If this is what we will require of media going forward, that is, if promulgating core values that help ensure human life is to survive on this planet and my grandchildren are to have grandchildren, then my role as a student and a teacher includes this concern.

It appears that the future of life on this planet would improve, could we remove commercial media, were such a thing possible. We must acknowledge this, if it is true. Because thought precedes invention,  we must think it. Prescience is simply weighing possibilities given what is known and what is suspected. For instance, we know that commercial media has effectively harnessed the power of mob psychology to promote the consumption of goods and activities that results in the world as we have it. There’s no way to change this focus of media that is consistent with commercial priorities, however, as battles for food occur everyday in communities in my country, it’s easy to see that the symptoms of economic deprivation are exasperated by media that is focused on conditioning viewers to equate their self esteem with ownership of consumable status symbols and coincidentally, also fosters dissatisfaction with life in many and hostility toward those who appear to be doing better and have reason to fear those who are less fortunate.

Because the task of responsible media requires the consideration of who is adversely affected, there is the question: whom among my country’s population are economically deprived? Who are the individuals that are defeated in their attempt to be responsible for their lives and those of their loved ones and/or who are resigned to the idea that they can’t be so responsible because they can’t afford to?
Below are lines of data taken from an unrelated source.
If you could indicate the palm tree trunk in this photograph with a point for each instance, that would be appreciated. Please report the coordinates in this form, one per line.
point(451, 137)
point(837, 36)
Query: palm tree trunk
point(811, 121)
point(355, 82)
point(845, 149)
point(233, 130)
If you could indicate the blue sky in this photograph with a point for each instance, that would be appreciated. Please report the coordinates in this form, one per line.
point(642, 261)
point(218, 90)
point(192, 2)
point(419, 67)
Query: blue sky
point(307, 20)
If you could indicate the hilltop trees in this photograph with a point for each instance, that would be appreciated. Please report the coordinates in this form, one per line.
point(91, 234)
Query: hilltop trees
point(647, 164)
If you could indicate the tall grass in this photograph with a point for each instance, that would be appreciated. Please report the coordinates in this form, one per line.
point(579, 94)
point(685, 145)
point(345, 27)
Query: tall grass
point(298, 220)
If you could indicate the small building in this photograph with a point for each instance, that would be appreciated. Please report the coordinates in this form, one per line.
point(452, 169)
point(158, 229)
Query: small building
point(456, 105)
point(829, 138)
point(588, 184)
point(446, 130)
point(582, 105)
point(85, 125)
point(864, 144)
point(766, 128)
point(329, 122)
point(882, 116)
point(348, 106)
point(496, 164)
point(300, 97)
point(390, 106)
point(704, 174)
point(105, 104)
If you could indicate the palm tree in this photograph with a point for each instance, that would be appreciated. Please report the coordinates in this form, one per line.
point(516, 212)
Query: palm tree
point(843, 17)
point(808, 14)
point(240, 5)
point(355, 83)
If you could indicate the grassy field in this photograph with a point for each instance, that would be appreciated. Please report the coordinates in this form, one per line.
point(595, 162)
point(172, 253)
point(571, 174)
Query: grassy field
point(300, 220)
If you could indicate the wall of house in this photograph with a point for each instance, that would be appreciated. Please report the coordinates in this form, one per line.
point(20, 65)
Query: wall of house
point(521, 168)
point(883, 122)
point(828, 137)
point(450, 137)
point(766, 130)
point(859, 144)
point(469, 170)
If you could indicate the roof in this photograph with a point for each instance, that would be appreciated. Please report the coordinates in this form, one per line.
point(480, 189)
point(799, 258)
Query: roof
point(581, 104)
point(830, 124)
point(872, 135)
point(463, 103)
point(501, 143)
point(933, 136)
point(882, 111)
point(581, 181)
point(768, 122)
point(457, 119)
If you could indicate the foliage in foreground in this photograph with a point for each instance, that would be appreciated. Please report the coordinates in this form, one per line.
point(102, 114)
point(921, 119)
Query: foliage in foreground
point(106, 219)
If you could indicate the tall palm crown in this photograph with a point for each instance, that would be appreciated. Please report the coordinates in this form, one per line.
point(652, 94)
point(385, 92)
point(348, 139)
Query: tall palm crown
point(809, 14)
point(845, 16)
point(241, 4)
It’s a growing number that includes members of a previous working class that are now unemployed due to labor market globalization, age disqualification and the extinction of industries that depended on finite natural resources, such as, fish, coal, steel, and lumber and the mechanization of agricultural and other processes. Increasingly enlarging this group are the aging population, who are now out of synch with archaic policies of employment and “retirement” and whose circumstances are often further debilitated by the encouragement of mobility that weakens the anchoring of relationships in communities and all of this together creates a permanent and growing marginalized under-class of unemployed and largely unemployable people over 50 that are costly to support. They are most of us. They are the audience.

You can thus understand why I can watch an interview with David Simon, who knows all this and quite frankly confesses, “hey, look, I’m ok, I sold a show to HBO, my checks come in the mail regularly” with some amusement, as well the conversations of other beneficiaries of a successful career performing and producing media that of course, haven’t crossed the line in any meaningful way and I struggle to deter myself from thinking, “so f—g what?” I was shocked when I first heard Groucho Marx sing, Show Me A Rose, now I sing it myself now as my neighbor has retired to his stucco semi-fortress and I can work again.